Als Halmalo aus dem Durchgang in die Erdspalte getreten war, waren die fünf Andern, Guinoiseau, Hoisnard Branche-d'Or, Brin-d'Amour, Chatenay und Abbé Turmeau bereits auf und davon.
– Die haben sich nicht lange besonnen, sagte Halmalo.
– Mache es auch so, versetzte der Marquis.
– Der gnädige Herr befiehlt, daß ich ihn verlassen soll?
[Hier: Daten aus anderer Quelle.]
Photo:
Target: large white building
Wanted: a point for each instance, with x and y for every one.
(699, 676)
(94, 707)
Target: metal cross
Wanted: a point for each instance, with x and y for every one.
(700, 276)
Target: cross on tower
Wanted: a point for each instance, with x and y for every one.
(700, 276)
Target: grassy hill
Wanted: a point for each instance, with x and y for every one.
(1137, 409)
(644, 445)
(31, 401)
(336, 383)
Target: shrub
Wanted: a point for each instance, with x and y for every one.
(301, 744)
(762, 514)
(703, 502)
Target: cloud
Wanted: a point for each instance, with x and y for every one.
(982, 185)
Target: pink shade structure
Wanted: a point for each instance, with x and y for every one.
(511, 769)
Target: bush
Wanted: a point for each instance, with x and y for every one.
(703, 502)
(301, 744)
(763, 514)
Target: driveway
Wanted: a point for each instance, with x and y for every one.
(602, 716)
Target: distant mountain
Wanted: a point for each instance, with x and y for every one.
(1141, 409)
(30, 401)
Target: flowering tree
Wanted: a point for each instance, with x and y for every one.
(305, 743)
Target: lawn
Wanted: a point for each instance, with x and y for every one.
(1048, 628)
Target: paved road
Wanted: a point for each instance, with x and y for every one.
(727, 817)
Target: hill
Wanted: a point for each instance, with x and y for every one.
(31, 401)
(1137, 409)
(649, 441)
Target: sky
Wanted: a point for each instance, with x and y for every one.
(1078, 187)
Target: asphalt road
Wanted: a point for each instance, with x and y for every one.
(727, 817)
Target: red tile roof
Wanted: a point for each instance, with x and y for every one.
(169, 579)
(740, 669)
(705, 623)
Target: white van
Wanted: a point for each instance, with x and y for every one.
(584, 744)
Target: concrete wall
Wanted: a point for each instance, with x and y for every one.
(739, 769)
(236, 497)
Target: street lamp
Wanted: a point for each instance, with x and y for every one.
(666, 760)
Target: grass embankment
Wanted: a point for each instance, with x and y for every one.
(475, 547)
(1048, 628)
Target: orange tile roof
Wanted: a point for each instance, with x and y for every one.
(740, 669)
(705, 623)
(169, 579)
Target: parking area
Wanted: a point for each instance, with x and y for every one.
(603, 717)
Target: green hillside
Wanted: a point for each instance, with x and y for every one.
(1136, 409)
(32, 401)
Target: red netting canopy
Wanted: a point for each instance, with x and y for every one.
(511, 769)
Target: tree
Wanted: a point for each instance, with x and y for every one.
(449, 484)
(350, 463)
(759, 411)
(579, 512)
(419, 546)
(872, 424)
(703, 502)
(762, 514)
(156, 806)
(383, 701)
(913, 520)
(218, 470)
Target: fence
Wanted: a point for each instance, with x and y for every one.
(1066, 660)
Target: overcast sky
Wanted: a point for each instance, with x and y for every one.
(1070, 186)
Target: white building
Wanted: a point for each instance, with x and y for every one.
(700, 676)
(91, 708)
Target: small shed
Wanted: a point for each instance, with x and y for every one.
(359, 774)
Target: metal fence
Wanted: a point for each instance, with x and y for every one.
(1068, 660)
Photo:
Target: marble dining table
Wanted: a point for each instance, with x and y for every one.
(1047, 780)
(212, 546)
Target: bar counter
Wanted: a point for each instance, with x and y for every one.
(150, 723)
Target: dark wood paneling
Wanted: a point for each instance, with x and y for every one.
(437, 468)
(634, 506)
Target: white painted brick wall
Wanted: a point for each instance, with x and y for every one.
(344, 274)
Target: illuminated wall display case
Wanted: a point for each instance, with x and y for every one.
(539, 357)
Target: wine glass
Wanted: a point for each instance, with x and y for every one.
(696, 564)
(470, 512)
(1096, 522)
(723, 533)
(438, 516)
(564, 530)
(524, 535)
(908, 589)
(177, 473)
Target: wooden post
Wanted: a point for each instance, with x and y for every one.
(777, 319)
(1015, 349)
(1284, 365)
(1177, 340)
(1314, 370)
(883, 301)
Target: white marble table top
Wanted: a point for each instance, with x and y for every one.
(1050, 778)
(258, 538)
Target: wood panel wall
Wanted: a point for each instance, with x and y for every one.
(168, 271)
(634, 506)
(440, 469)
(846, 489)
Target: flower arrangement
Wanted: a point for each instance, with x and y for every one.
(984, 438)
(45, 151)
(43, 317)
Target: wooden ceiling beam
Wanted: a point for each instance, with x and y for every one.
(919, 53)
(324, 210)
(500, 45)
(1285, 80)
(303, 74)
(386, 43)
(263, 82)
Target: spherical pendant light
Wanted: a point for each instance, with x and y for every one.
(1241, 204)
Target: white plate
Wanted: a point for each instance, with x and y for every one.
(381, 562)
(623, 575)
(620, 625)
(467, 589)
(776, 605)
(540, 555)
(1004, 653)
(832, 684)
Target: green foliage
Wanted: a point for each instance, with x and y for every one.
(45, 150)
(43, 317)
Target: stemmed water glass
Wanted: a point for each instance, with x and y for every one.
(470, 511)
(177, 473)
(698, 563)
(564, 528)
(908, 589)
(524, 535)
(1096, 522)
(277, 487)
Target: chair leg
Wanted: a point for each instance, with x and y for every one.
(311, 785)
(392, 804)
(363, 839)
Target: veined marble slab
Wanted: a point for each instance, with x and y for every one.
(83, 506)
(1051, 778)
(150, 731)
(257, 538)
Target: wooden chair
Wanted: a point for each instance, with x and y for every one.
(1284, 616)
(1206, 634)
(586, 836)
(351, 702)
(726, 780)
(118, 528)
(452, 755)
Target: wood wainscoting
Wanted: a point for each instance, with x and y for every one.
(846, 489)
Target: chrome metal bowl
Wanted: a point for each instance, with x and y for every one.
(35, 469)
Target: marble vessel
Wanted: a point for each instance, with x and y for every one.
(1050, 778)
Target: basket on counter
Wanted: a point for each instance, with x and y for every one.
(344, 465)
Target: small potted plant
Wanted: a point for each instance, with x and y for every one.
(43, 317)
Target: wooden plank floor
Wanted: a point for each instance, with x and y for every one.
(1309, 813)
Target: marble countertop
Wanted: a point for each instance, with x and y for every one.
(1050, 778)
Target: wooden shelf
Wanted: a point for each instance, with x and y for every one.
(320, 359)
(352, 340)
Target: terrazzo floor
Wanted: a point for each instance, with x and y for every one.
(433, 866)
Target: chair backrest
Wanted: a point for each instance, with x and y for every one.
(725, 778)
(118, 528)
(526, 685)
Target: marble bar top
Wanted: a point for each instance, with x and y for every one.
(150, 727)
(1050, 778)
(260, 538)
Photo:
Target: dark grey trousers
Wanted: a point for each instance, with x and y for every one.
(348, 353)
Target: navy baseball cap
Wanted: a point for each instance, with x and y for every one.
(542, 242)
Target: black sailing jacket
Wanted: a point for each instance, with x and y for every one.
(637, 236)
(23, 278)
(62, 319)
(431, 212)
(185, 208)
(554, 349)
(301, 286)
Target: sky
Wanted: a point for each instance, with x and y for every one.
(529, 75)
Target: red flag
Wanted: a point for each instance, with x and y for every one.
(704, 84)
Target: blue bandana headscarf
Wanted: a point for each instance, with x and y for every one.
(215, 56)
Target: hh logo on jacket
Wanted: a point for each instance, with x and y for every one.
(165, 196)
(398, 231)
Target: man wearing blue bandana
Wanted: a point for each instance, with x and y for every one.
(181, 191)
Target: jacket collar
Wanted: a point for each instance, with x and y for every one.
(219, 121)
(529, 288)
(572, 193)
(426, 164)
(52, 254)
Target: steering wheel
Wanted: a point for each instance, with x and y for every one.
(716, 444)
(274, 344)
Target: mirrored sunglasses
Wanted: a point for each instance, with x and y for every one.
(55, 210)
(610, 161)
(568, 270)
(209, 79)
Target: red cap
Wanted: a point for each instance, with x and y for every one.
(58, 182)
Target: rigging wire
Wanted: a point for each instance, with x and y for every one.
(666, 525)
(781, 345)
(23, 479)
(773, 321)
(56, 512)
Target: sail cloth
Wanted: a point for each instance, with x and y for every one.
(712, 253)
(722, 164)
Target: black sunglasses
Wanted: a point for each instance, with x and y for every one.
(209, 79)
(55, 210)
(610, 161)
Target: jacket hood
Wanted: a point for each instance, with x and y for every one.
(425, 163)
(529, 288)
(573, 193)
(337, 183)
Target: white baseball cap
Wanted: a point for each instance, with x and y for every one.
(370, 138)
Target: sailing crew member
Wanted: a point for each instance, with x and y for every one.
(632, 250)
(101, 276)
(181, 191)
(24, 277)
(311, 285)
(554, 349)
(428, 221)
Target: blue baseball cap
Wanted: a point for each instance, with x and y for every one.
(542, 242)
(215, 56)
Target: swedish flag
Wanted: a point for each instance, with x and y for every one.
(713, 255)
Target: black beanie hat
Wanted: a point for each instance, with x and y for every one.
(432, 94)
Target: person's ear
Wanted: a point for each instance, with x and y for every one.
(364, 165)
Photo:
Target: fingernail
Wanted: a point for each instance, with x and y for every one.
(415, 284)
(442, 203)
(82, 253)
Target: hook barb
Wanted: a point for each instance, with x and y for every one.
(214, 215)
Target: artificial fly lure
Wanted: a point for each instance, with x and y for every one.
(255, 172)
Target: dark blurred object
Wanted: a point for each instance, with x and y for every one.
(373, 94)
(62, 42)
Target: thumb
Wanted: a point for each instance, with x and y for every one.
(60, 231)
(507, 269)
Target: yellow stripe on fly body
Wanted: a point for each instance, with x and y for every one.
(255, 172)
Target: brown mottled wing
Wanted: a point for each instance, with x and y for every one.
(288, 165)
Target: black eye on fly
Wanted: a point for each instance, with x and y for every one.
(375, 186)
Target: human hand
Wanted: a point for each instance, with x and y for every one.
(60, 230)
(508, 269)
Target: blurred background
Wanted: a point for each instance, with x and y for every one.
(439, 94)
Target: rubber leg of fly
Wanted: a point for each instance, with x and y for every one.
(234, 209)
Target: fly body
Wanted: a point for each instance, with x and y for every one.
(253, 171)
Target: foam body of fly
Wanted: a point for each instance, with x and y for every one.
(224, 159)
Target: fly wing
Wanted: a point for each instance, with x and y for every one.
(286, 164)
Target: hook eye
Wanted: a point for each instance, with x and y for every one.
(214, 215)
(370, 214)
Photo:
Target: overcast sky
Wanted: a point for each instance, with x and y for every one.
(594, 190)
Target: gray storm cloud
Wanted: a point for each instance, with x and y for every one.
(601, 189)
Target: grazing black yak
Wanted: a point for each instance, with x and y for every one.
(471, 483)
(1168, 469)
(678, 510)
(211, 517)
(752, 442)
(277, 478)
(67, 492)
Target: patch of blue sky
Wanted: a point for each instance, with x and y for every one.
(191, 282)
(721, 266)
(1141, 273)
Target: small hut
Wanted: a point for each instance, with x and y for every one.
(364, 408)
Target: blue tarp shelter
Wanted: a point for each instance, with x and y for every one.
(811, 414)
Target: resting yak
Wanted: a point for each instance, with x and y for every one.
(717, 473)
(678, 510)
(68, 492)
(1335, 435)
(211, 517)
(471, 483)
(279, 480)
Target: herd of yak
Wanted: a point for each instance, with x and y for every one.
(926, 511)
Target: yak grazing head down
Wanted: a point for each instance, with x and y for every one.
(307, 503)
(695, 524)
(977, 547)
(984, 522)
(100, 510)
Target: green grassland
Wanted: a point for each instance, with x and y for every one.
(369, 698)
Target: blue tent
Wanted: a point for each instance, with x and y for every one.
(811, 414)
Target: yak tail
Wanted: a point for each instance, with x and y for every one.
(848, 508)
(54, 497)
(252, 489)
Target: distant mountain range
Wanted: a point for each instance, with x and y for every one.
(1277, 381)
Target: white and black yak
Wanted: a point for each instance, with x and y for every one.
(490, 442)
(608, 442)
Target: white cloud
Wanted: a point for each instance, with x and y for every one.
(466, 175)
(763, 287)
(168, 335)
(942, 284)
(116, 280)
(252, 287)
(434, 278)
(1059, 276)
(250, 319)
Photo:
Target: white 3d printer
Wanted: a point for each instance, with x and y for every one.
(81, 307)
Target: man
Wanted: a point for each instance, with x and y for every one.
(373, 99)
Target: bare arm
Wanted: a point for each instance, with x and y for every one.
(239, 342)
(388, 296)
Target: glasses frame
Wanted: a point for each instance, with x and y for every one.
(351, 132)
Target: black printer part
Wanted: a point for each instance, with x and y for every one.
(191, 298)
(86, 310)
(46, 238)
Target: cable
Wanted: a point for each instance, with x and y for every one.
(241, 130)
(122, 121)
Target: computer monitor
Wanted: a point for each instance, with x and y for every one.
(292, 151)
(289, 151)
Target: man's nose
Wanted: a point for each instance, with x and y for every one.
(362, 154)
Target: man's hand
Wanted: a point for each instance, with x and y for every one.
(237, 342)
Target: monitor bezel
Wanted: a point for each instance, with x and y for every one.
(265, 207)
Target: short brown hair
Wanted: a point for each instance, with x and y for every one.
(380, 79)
– Gewiß. Du weißt es ja schon: Auf der Flucht muß man stets allein sein; oft kommt, wo Zwei nicht durchkommen, Einer durch. Beisammen würden wir die Aufmerksamkeit auf uns lenken, und Du könntest mich, ich Dich in eine üble Lage bringen.
– Der gnädige Herr kennt also die Gegend?
– Ja.
– Und beim Sammelplatz von La Pierre-Gauvaine bleibt's, gnädiger Herr?
– Morgen Mittag.
– Ich werde dort sein, wir Alle. Ach! gnädiger Herr, unterbrach sich Halmalo selber, wenn ich bedenke, daß wir auf hoher See fuhren, wir Beiden allein, daß ich Sie tödten wollte, daß Sie mein gnädiger Herr waren, daß Sie es nur zu sagen brauchten und es doch nicht gesagt haben! Sind Sie ein Mann!
– England, sagte der Marquis, es giebt kein anderes Mittel mehr. In vierzehn Tagen müssen die Engländer landen.
– Ich habe dem gnädigen Herrn noch über alles Mögliche Rechenschaft abzulegen. Die Aufträge sind besorgt.
– Das soll morgen an die Reihe kommen.
– Also auf Wiedersehen morgen, gnädiger Herr.
– Noch eins; bist Du hungrig?
– Wohl möglich, gnädiger Herr; ich hatte es so eilig, daß ich nicht mehr weiß, ob ich heute gegessen habe.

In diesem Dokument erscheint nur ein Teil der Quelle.